Senior Clinical Operations Manager

• Application deadline: March 7, 2025

Position Spotlight:

• Oversee clinical operations team in Class II and Class III medical device clinical trials
• Ensure the compliant execution of all clinical trial activities in accordance with applicable national/international regulatory standards
• Hybrid or remote work model depending on place of residence
• Able to travel up to 30%

About the role

Cochlear is helping people hear, and be heard, all over the world. Come be a part of our amazing mission and join the number one most trustworthy company in the healthcare industry as recognized by Newsweek in its 2024 rankings of the World's Most Trustworthy Companies! If you have experience in medical device clinical research, this is a fantastic opportunity to join the Clinical Affairs team at the global leader in implantable hearing devices! In this role, you will be based in our Americas head office in Lone Tree, CO offering a hybrid or remote work environment depending on place of residence with preference for Denver-based candidates. A remote employee must travel to the Lone Tree office for one week each month.

To be successful in this role, you'll oversee the clinical operations team in executing and managing Class II and Class III clinical trials in compliance with applicable SOPs, global and local regulations, including the Code of Federal Regulations (21 CFR), ISO 14155, and Good Clinical Practice (GCP). This role is pivotal in ensuring that clinical operations are conducted with the highest standards of quality and compliance. The ideal candidate will have experience in class II/III medical device clinical research, strong leadership capabilities, regulator inspection experience, and a passion for innovation in healthcare.

As the Senior Clinical Operations Manager, you will work in close collaboration with relevant internal and external key stakeholders to ensure high standards of clinical study execution that deliver clinical data to support the desired ethical and evidence-based claims. You will collaborate with cross functional teams such as Regulatory, Product Marketing, Health Economics and Quality and act as a Cochlear liaison with key industry personnel in the generation of clinical evidence that increases industry knowledge surrounding implantable hearing technology.

Key Responsibilities

• Team Leadership: Supervise and develop a clinical operations team, ensuring high-quality performance and retention. Provide mentorship, career development opportunities, and performance feedback, fostering a culture of performance excellence and team collaboration.
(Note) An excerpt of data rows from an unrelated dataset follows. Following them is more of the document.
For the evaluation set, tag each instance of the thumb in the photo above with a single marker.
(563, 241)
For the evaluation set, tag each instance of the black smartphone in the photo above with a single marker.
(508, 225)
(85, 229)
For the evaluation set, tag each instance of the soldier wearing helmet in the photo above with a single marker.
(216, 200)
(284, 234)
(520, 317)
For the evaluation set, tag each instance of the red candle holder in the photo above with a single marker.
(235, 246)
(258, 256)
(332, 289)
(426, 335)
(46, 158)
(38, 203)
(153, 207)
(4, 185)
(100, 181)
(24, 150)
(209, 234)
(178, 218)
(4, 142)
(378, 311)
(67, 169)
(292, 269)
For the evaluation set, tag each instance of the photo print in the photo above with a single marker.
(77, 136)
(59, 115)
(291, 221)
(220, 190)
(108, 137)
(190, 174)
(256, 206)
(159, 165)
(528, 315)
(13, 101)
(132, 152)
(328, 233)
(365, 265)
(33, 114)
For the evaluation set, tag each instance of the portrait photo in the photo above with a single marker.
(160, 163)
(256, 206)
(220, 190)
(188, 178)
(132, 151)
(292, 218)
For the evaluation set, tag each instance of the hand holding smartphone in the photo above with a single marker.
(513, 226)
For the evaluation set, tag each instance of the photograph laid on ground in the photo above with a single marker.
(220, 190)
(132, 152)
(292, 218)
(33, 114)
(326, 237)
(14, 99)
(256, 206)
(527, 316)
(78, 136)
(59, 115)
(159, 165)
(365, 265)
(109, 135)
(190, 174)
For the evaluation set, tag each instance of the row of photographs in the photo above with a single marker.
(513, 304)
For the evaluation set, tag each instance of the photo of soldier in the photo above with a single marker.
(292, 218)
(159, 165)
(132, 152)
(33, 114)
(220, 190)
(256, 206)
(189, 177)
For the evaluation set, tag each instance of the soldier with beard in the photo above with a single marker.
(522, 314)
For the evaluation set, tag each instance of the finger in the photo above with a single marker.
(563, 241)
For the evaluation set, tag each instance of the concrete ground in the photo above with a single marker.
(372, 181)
Responsible for day-to-day team operations.
• Resource Allocation: Ensure resourcing adequately supports the overarching clinical operation plans to achieve department goals and strategic imperatives. Ensure adherence to timeline and budget.
• Inspection Readiness: Ensure team members adhere to established protocols and operational plans and have appropriate oversight of assigned study sites. Participate in internal and external audits to ensure compliance with Good Clinical Practice guidelines and applicable regulatory requirements for Class II and Class III medical products.
• Continuous Improvement: Drive initiatives for continuous improvement and corrective action to maintain high standards of quality and integrity in clinical projects.

Key Requirements

To add value to Cochlear in this role you'll be able to meet and demonstrate the following knowledge, skills, and abilities in your application and at interview:

• Bachelor's degree in life sciences, nursing, or a related field.
• Minimum of 7 years of experience in clinical research, with at least 1 to 2 years in a managerial role. Experience in Class II or Class II medical device is preferred.
• Certification in clinical research (e.g., CCRP, CCRA) is preferred.
• Advanced knowledge in Good Clinical Practice (GCP), Code of Federal Regulations (CFR) and ISO14155.
• Advanced knowledge in clinical research platforms such as clinical trial management systems (CTMS), electronic data capture (EDC) and electronic trial master file (eTMF).
• Proficient in supporting multi-center clinical research projects and clinical site monitoring activities.
• Experience with both internal and external audits to ensure compliance with Good Clinical Practice (GCP) guidelines and regulatory requirements for Class II and Class III medical products.
• Able to travel up to 30%

Total Rewards

In addition to the opportunity to develop your knowledge and grow professionally, we offer competitive wages and benefits.

• The Target Salary Range in the United States: $148,000 - $163,000 based upon experience, as well as an annual bonus opportunity of 15% of base salary. Exact compensation may vary based on skills, experience, and locat
• Benefit package includes medical, dental, vision, life and disability insurance as well as 401(K) matching with immediate vesting, Paid Time Off, tuition reimbursement, maternity and paternity leave, Employee Stock Purchase Plan and pet insurance.